Nem todas as cenas são realistas ou baseadas em citações. Adormecido e sonhando, o imperador da Áustria Franz Joseph canta:

Então, vamos todos agora louvar ao Senhor!

Minha cruz ficou vermelho-sangue.

O povo, por vontade própria,

Dê ouro por ferro, não pão!

… veja como meu Império se saiu.

As pessoas comuns fizeram a sua parte,

Eles também não foram poupados.

Este não é o material de que são feitas as comédias musicais, mas por meio de tais imaginações, bem como de suas citações, Kraus “se infiltra naqueles que ele personifica para aniquilá-los”, disse Walter Benjamin, um crítico alemão que admirava muito o satirista vienense. . A peça de Kraus termina com outro tipo de aniquilação, quando um cinegrafista tenta filmar a destruição do mundo (décadas antes do filme Não olhe para cima).

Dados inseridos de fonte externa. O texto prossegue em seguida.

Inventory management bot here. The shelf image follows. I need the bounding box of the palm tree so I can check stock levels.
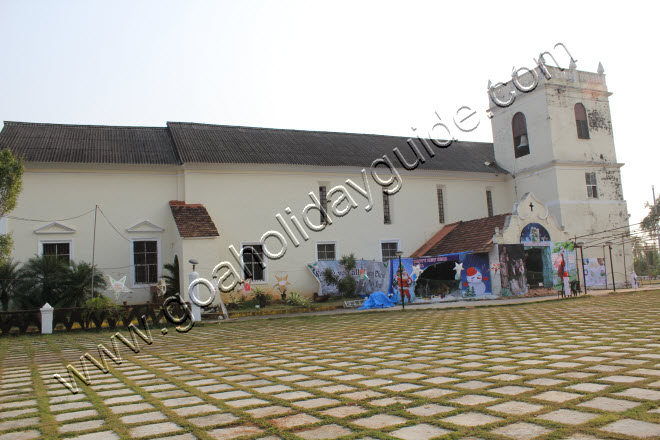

O fotógrafo reclama da má iluminação, e a Voz de Deus repete o arrependimento pela guerra mundial que foi anteriormente expresso pelo imperador da Alemanha: “Não era isso que eu pretendia”. (O fato de o Senhor não ter mais controle sobre a guerra do que o Kaiser Wilhelm é outro motivo de preocupação na visão de Kraus.)

Os nomes das armas, exércitos e aproveitadores da guerra atualmente em jogo não são os que Kraus introduziu, é claro. Seu épico pode agora ser considerado como a primeira parte de uma crônica teatral que teve muitas sequências fora do palco – se as mentiras, pesadelos e crimes retratados em 1922 forem vistos como prelúdio da Segunda Guerra Mundial e batalhas no Vietnã, Afeganistão, Ucrânia, Iêmen, Síria, Nigéria, etc. Como os direitos autorais da edição alemã de 1922 expirou, nomes de novas localizações geográficas e lamentos sobre batalhas mais recentes podem ser adicionados sem objeções do editor. O próprio Kraus, por meio de seu personagem chamado Grumbler, descreve ruínas de guerra que poderiam estar localizadas hoje no Iêmen, Ucrânia, Gaza, Síria e muitos outros locais em apuros: mendigos trêmulos, crianças pálidas, prematuramente envelhecidas, mães perturbadas pelo trauma das ofensivas militares, filhos heróicos, seus olhos vacilantes de medo mortal, e todos estranhos à luz do dia e ao sono, meras ruínas de uma criação despedaçada.